TITLE 23
Health and Safety

CHAPTER 23-4
Office of State Medical Examiners

SECTION 23-4-4.1


§ 23-4-4.1 Procedure for performance of autopsies against a family's religious beliefs.

(a) Notwithstanding any other provision of law, in the absence of a compelling public necessity, no dissection or autopsy shall be performed over the objection of a surviving relative or friend of the deceased that the procedure is contrary to the religious belief of the decedent.

(b) For the purposes of this section:

(1) "Compelling public necessity" means:

(i) That the dissection or autopsy is essential to the conduct of a criminal investigation of a suspected homicide, of which the decedent is the victim,

(ii) That discovery of the cause of death is necessary to meet an immediate and substantial threat to the public health and that a dissection or autopsy is essential to ascertain the cause and/or manner of death, or

(iii) That the dissection or autopsy is necessary to obtain proper toxicologic or other specimens which may represent evidence of a crime and will deteriorate over time, or the need for a dissection or autopsy is otherwise established in accordance with subsection (e) of this section.

(2) "Relative" means the person most closely related to the decedent by consanguinity or affinity.
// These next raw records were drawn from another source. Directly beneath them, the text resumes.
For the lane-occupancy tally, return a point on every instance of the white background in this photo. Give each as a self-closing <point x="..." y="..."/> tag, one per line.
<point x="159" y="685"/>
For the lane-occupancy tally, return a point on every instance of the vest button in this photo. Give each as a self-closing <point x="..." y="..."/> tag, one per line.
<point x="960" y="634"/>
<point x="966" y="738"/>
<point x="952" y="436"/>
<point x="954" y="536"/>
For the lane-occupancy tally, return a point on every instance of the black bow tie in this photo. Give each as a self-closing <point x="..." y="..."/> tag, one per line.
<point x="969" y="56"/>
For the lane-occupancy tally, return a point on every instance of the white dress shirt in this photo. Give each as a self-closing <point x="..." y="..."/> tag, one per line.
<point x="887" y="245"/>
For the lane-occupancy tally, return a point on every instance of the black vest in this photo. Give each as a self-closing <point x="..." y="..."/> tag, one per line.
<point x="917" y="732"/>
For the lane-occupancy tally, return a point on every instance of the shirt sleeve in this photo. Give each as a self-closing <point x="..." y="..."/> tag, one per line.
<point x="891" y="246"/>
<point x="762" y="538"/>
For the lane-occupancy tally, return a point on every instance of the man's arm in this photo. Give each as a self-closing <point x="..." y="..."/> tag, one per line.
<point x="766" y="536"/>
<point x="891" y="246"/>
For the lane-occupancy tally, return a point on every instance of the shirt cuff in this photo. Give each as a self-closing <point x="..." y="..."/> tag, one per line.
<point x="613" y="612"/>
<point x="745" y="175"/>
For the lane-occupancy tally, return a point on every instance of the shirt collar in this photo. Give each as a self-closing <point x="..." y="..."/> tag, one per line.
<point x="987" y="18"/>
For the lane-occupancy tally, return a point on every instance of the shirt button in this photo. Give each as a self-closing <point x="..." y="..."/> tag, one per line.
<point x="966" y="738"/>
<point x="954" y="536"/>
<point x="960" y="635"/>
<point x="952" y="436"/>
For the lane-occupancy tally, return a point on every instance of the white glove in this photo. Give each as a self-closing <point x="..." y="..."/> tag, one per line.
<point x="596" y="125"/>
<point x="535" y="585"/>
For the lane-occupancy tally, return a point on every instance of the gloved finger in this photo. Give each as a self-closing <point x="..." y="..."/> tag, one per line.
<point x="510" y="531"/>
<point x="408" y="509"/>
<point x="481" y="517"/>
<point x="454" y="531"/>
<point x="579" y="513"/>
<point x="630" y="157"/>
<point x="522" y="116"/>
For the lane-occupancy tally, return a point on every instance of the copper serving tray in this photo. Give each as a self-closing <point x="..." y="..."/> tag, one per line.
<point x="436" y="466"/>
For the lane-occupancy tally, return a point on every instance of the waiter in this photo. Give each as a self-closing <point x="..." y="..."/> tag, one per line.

In the event that person is unavailable, the objection may be raised on his or her behalf by the next most closely related person. The official who has authority to order a dissection or autopsy of the decedent's body may require a relative to present an affidavit stating his or her relationship to the decedent, the religious affiliation of the decedent, if any, that the decedent had religious objection to an autopsy, the basis for that belief, and that he or she will assume responsibility for the lawful disposition of the body of the deceased.

(3) "Friend" means any person who, prior to the decedent's death, maintained such regular contact with the decedent as to be familiar with his or her activities, health, and religious beliefs and who presents an affidavit stating the facts and circumstances upon which the claim that he or she is a friend is based, the religious affiliation of the decedent, if any, that the decedent had religious objections to an autopsy, the basis for that belief, and that he or she will assume responsibility for the lawful disposition of the body of the deceased.

(c) All dissections or autopsies performed pursuant to this section shall be the least intrusive procedure consistent with the compelling state interest as defined in this section.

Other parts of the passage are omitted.